US cities can end this waste knot by increase recycling, creating jobs, reducing their environmental burden and lowering costs. There are four major steps that lead to a fifth.
- Localize the recycling system by reverting to dual stream for easy processing and quality materials for domestic markets; or stick with single stream but use properly scaled single stream processing (200-300 tons per day) that recovers clean materials including glass. Eureka Recycling in Twin Cities, MN uses single stream processing and sells 90% of materials in state.
- Focus on distributed composting including backyard and community scale programs and citywide facilities (scaled at 200-300 tons per day). Composting brings jobs, water conservation and locally produced food.
- Implement unit pricing that can reduce the waste stream by 40% through changed purchasing habits and increased recycling and composting. Worcester, MA has saved $100 million in avoided costs as a result of unit pricing.
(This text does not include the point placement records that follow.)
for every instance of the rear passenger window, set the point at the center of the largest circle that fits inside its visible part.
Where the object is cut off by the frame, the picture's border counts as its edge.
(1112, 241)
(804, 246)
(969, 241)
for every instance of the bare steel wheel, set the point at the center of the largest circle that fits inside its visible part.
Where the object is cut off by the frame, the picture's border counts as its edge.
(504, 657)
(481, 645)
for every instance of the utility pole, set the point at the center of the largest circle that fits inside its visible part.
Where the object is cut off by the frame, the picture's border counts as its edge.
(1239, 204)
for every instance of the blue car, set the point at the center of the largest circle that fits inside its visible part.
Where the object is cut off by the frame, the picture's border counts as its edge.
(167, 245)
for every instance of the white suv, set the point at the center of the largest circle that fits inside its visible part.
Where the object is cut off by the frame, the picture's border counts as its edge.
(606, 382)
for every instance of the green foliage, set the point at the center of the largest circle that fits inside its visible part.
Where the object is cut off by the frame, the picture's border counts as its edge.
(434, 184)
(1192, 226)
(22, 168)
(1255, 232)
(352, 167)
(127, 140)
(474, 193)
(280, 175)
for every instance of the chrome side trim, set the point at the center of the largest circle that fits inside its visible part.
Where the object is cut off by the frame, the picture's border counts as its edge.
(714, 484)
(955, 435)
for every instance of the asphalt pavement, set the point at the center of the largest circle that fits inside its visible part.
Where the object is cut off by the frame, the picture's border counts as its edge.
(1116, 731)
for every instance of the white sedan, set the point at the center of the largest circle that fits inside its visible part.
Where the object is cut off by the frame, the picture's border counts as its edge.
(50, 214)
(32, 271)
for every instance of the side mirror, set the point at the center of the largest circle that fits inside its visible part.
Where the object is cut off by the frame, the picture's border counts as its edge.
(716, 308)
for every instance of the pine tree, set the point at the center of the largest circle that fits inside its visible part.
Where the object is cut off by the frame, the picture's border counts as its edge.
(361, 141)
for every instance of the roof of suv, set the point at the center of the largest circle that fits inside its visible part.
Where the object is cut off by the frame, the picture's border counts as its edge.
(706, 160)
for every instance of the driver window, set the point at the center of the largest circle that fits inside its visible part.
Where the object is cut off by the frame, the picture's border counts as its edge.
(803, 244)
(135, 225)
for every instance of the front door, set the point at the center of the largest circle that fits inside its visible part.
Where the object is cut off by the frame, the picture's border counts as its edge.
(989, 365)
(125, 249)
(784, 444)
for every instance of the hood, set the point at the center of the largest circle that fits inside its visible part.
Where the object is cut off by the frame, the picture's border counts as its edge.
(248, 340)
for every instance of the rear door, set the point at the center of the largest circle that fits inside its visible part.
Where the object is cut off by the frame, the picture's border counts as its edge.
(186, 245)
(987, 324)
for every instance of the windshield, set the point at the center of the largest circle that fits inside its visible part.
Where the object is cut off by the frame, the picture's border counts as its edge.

Cost avoidance is worth far more that revenue from sale of recyclables.
- Impose a surcharge on all garbage disposed on in landfills or incinerators in a county, thereby accumulating infrastructure investment capital. Alameda County, CA raises $10 million annually from such a surcharge that is invested in public, private and community enterprises and programs. Champaign, IL and Boulder, CO used surcharges to build their initial recycling infrastructure decades ago.
- Plan for a resource recovery park or industrial park for recycling composting and reuse companies. These pars keep value added from processing and manufacturing local. California has 39 such parks, which offer economic incentives for commentaries to locate. Austin, TX and Alachua County, FL are building their own parks.
Cities can take advantage of the curious market that the Chinese cut off has created. There is a scramble for materials in the US waste stream. Chinese companies are the leading investors in US paper, plastic and electronic recycling facilities to process materials and send fiber, pellets and parts to their home county. US companies are also investing in recycling: 17 new paper mills will be on line in 2 years and plastic firms started to pelletize plastic for domestic reuse.
The prospect of a recycling system based on local processing and regional end markets is at hand. Public and private investment is flowing. Cities need to channel this capital into the proper infrastructure and market development.